O que tem me atrapalhado é que quem eu acho que é bom não tem chance nenhuma de ganhar. E os candidatos que estão na frente eu não concordo. Meu problema de indecisão é que não quero desperdiçar meu voto. Estou em dúvida se voto com o coração ou voto pensando no útil, relata.
O medo dela e de Gabriel Matosinhos, de 28 anos, morador de Bento Ferreira, na Capital, é ter um segundo turno com duas opções que eles não queriam de jeito nenhum. Os dois municípios terão 2º turno por terem mais de 200 mil eleitores, se nenhum candidato obtiver mais de 50% dos votos válidos.

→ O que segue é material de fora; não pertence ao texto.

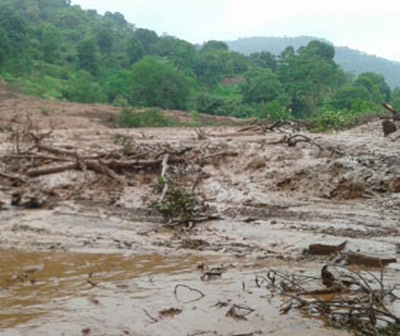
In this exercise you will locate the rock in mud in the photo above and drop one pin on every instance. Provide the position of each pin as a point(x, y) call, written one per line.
point(29, 199)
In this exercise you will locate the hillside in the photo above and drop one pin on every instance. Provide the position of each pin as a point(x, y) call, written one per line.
point(350, 60)
point(58, 51)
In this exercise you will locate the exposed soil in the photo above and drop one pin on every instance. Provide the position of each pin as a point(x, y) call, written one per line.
point(272, 201)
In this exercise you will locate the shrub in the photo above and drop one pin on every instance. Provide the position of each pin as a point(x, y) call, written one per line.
point(150, 118)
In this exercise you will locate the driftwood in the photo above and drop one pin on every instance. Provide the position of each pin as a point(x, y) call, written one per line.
point(360, 301)
point(323, 249)
point(361, 259)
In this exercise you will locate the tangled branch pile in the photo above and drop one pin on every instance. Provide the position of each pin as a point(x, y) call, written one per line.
point(353, 300)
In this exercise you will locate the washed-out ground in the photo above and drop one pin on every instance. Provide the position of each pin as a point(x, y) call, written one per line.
point(95, 259)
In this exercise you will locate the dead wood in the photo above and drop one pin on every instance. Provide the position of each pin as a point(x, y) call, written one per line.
point(359, 300)
point(391, 109)
point(191, 289)
point(164, 168)
point(324, 249)
point(360, 259)
point(293, 140)
point(50, 170)
point(12, 177)
point(220, 154)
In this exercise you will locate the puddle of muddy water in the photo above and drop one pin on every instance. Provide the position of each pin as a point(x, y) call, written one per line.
point(76, 294)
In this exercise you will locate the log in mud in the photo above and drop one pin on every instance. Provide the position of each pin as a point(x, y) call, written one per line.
point(94, 239)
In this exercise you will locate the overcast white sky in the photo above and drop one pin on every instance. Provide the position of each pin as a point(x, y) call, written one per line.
point(367, 25)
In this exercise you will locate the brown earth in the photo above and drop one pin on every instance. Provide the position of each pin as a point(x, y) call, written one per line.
point(272, 200)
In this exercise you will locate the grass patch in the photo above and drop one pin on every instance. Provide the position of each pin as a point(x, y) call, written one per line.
point(150, 118)
point(178, 204)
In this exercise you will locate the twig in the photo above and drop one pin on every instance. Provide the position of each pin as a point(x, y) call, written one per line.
point(191, 289)
point(149, 316)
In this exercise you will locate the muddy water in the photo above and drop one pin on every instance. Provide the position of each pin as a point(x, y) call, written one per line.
point(78, 294)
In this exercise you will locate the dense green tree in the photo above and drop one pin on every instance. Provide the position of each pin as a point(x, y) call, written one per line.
point(395, 99)
point(105, 39)
point(134, 49)
point(82, 89)
point(15, 26)
point(376, 86)
point(261, 86)
point(87, 55)
point(345, 97)
point(263, 59)
point(309, 76)
point(5, 46)
point(215, 46)
point(50, 41)
point(154, 82)
point(147, 37)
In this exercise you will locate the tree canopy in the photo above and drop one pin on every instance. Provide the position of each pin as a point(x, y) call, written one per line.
point(57, 50)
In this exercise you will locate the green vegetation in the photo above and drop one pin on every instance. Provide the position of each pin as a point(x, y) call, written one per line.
point(178, 204)
point(55, 50)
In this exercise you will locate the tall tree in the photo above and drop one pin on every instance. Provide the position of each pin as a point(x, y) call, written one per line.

O "voto útil" pesa muito para o programador. Há cerca de oito anos ele procura estudar todos os candidatos e seus planos de governo para escolher algum. Para decidir, no entanto, também pensa de forma prática: traça uma estratégia voltada para não eleger quem não acredita.
A gente não pode votar apenas considerando o que candidato que a gente quer. Tem que pensar no candidato que a não quer e quem, de fato, tem chance de impedir que aquela pessoa vença. O que pesa pra mim é meu voto ser útil, se não acaba sendo um voto nulo, afirma.
A intenção da reforma política ao proibir as coligações para vereadores era frear a proliferação de partidos políticos no Brasil, mas o cenário de recorde de candidaturas confirma que o plano não deu muito certo. É o que diz o cientista político Fernando Pignaton ao analisar as queixas dos eleitores capixabas que ainda estão indecisos.
O Brasil tem mais de 30 partidos políticos. Para o especialista, o alto número acaba pulverizando as candidaturas e enfraquecendo as instituições partidárias. O voto é dado para um candidato e não para uma legenda, assim, se elege "pessoas e não propostas e ideologias".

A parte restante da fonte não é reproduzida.